The Commission submitted its final report to caretaker Prime Minister Peter O'Neill on 28 June 2012. O'Neill said that the 200-page report would first need to be tabled in parliament before its release and would thus have to wait for the new parliament to sit following the 2012 general election.

===Final report===

Rabaul Queen had passed her annual survey and "been deemed to be seaworthy for normal operations". However, the crew were found to be uncertified and unqualified, including the ship's navigational and engineering officers, and inadequate background checks had been performed before hiring. The captain's understanding of ship stability was "incorrect" and not sufficient for command of a ship. In addition, the crew did not wear uniforms, which impeded the passengers' ability to appeal for help in an emergency.

Rabaul Queen was also found to be overloaded. According to its certification, the ship was fit to carry 310 persons with a maximum of 295 passengers.

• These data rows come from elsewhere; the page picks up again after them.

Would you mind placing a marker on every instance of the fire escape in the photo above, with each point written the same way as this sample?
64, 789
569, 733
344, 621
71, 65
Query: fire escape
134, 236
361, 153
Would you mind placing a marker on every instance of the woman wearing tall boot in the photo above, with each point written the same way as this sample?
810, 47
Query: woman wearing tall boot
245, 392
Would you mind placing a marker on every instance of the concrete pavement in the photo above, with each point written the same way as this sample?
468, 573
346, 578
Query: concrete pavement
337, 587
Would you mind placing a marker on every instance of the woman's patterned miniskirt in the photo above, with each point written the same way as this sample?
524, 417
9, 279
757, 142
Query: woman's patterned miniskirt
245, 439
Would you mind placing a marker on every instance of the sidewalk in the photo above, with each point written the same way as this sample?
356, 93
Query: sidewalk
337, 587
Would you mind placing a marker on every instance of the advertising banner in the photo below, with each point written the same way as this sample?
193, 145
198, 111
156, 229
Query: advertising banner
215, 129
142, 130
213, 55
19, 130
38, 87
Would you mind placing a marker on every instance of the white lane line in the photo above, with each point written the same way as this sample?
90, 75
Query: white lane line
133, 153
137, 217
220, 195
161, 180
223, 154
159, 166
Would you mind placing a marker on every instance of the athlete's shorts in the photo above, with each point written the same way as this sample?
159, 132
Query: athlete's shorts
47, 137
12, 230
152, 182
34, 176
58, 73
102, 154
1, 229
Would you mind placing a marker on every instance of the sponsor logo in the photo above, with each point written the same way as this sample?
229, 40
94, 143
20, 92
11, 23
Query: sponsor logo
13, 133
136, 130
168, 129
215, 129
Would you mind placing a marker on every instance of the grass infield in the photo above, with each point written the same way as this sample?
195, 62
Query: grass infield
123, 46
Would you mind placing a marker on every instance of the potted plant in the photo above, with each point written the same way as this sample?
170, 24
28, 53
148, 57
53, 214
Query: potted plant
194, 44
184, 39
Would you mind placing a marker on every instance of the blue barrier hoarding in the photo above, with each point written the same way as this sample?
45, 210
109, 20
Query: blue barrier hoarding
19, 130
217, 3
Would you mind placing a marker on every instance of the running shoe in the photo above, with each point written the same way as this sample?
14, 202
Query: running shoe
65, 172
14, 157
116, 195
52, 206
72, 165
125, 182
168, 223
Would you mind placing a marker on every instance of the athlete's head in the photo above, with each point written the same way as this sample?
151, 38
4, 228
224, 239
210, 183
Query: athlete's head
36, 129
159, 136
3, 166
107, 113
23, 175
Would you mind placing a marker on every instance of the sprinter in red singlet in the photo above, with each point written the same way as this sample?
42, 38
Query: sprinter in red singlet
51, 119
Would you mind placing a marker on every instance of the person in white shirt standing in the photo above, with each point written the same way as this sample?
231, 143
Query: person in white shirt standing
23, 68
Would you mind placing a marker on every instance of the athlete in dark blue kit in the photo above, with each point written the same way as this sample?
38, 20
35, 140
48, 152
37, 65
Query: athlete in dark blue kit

However, the managing director of Rabaul Shipping, Peter Sharp, had directed his captains to carry 350 passengers and the ship "routinely" took aboard passengers in excess of 295. The Commission set the number of people on board at the time of the accident at between 392 and 411, of whom 369 to 384 were ticketed passengers, about 11 were unticketed infants, and 16 were crew. With 246 people surviving, the Commission determined that 4 dead were recovered plus between 142 and 161 people were "considered to be missing and presumed dead", for a total death of 146 to 165. The actual number is unknown, because a shipping manifest was not completed.

The Report criticized Rabaul Shipping's policies and Papua New Guinea's oversight of maritime operation. Despite recommendations from the International Maritime Organization regarding safety of life at sea, PNG regulations did not require a safety management plan. Rabaul Shipping had no emergency response plan, and their thin Floating Staff Handbook contained "nothing that provides guidance to the crews of Rabaul Shipping ships in relation to passenger welfare on board the ships" and was "deficient in almost every aspect". Information that was in the Handbook, such as life jacket drills demonstrations after leaving every port, were ignored by crew according to testifying survivors. Survivors also testified that "life jackets were padlocked in a wire cage" or were stored in locked cabinets. The "appalling and inhumane conditions" of the passengers aboard was blamed on Captain Sharp. The Papua New Guinea National Maritime Safety Authority showed "very poor corporate governance", "a high level of incompetence", and a history of "ineffectiveness". In all, the Commission's report provided 34 proposals that would "promote maritime safety", including new safety regulations, better staffing and equipment for a coordinated rescue center, and improved weather reliability and reporting for shipping.

==Legal action==

Four people were charged in connection with the sinking: the managing director of Rabaul Shipping, Peter Sharp; the captain of the vessel, Anthony Tsiau; chief mate Michael Zirau; and the former manager of the port, Grace Amen. They faced 172 counts of manslaughter and 1 criminal charge of "sending an unseaworthy vessel out to sea". Charges against a fifth person, National Maritime Safety Authority manager Joseph Titus Kabiu, were dropped because of insufficient evidence.

The trial began in April 2016. The case against Zirau was dropped. Sharp's solicitors presented a manifest to show that only 88 people could have died, and the number of manslaughter charges were reduced to 88. Sharp and Tsiau were acquitted of the manslaughter charges, after the court ruled that the State had failed to prove there was any risk associated with the normal use of the ship. Amen will be tried separately for manslaughter.

As of October 2018, the status of criminal charges for "sending an unseaworthy vessel out to sea" are unclear. The trial had been set for March 2018, but news outlets reported in October 2018 that the public prosecutor had dropped charges against the three (owner Sharp, captain Tsiau, and port manager Amen). Shortly thereafter, however, the country's attorney general Davis Steven allegedly "promised to use his powers to re-open investigations" into the disaster, stating that "I assure you that the matter is under scrutiny."